I’ve said it before and I’ll say it again, we’ve seen a nice handful of genuinely brilliant games on the Wii in the last six months despite the console now entering what may well be its final year. Beat the Beat: Rhythm Paradise looks to round off this line of Wii exclusives delivering what may well be one of the simplest but at the same time also toughest rhythm based game I’ve ever played. Is this crazy addition to the Wii library worth grooving to though?
So what is Beat the Beat all about? The basic idea centres on hitting buttons in time with short tunes whilst some form of crazy scenario plays out on screen. Each stage will have you looking for sounds and pictures prompting you as you go in order to keep a perfect rhythm. It’s actually quite amazing the power this game has over you, each stage grabbing you in an almost trance-like state as you focus so hard on what you see and hear. Yiour hand sweating with the worry that your next could be too quick or maybe just too late.
The game is played entirely with the A and B buttons. That’s it. No analogues, no waggle, just the two buttons. Pressing either the A button alone or both together, the difficulty instead comes from getting your timing perfect and keeping to the beat of the music. While the idea of only two different choices may seem like an overly simplified version of Rock Band, you’ll be surprised how tough the game can get. Whereas other music focused games like Rock Band and Dance Dance Revolution can be fairly forgiving should you miss your cue a little, in Beat the Beat hitting the button even the slightest bit early or late counts as a miss. It’s either right on time or nothing. It’s this emphasis on perfection that will see you constantly returning to previous songs in order to first achieve a medal for getting a “superb” rating and then if you’re brave enough a “perfect” medal for nailing every prompt, no mistakes.
Each of the fifty stages offers their own wildly unique scenario that feels different despite essentially involving the same two button presses. The opening game for example had me swinging a golf club as a monkey and mandrill set me up with numerous balls while another would have someone flicking peas across a table as I stabbed them with a fork and ate them. The game is absolutely crazy! Nowhere else are you going to find executive pigs swivelling in chairs and posing or a wrestler being interviewed to the beat of a tune. It’s these outlandish ideas that will keep you guessing as to where the next stage will take you. The music too is just as brilliant as the visuals it compliments with head-bopping pop, electronica, rap and vocalised J-pop littering the game’s fifty or so games. First playthroughs will see you focusing hard on simply getting the gist of the beat, but after your second or third, you’ll find yourself humming along or tapping you toe to the music.
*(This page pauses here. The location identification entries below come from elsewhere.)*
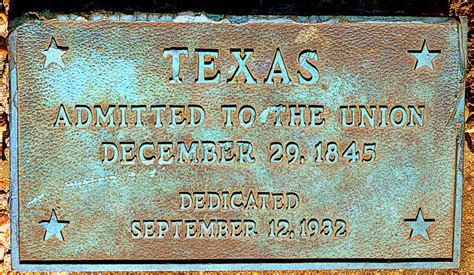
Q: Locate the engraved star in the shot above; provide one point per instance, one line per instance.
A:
(424, 57)
(54, 54)
(419, 226)
(53, 227)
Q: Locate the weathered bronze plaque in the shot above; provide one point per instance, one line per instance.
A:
(155, 142)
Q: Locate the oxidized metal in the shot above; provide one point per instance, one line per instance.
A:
(263, 143)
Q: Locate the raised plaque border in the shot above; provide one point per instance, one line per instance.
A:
(245, 264)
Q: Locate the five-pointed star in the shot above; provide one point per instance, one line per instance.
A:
(419, 226)
(424, 57)
(54, 54)
(53, 227)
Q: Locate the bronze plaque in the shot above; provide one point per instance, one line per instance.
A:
(158, 142)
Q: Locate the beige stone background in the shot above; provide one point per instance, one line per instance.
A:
(457, 7)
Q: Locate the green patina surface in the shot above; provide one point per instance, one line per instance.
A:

The game can prove too difficult at times resulting in repeated plays on the same stage until you get things right. The aforementioned pig game had me playing for hours till I could get the timing spot on and by the end I was completely burnt out. With progress only being made by finishing each stage in turn, you’ll feel like you’ve hit a giant roadblock the minute you find that game that just can’t be beaten. This isn’t helped by a ranking system that at times feels too random. A near perfect run with a couple of mistakes at the end managed to net me the game’s “okay” rating while one that had me make a considerable amount more near the beginning scored me a “superb”. It’s these moments of pure frustration that slightly hurt the game as you question the game’s grading consistency.
Stages are split into separate tiers with four available in each. Once you’ve managed to pass or earn a medal in each, you’ll gain access to a special remix that combines all four previous stages into one fantastic mesh. These are even tougher than the standard affair switching between scenarios in seconds meaning you’ll need to be on your toes to succeed. As well as the standard shorter stages you’ll eventually unlock an assortment of goodies ranging from the bizarre story snippets that accompany each stage to crazy toys and a number of endless modes that stop the minute you make a single mistake. All of this is neatly laid out in the game’s only menu interface spread out like iPhone apps on your television.
New to the series is the multiplayer mode, in which two players play simultaneously. Stages require you to earn enough points between you in order to reach a desired rank, with bonus points awarded based on the harmony of the players. You’ll come across points where you’ll play together as well moments where you take it in turns in each song. Overall it’s a great addition to the series which is only let down by its scope. Only a measly fifth of the single player stages are available to play co-op which is a real shame as multiplayer feels like it perfectly suits the zany nature of the game.
One of the game’s biggest strength is in its appearance and thanks to gameplay and an art style that is smart, quirky and often at times adorable you’ll be hard pressed finding another game that makes you smile this much. Playing this game I would constantly have friends or family walk by my room only to stop in their tracks and smile and laugh at the sights of a cat playing badminton with a dog whilst flying in planes or a guy on a date kicking sports balls away from two gophers also on a date. They loved it.
Crushing difficulty and dodgy grading system aside, Beat the Beat: Rhythm Paradise is an enormously fun game that offers a loveable mixture of eccentric visuals and memorable tunes. Bursting with imagination, Beat the Beat delivers just what you need this summer. A game bound to make you smile from ear to ear.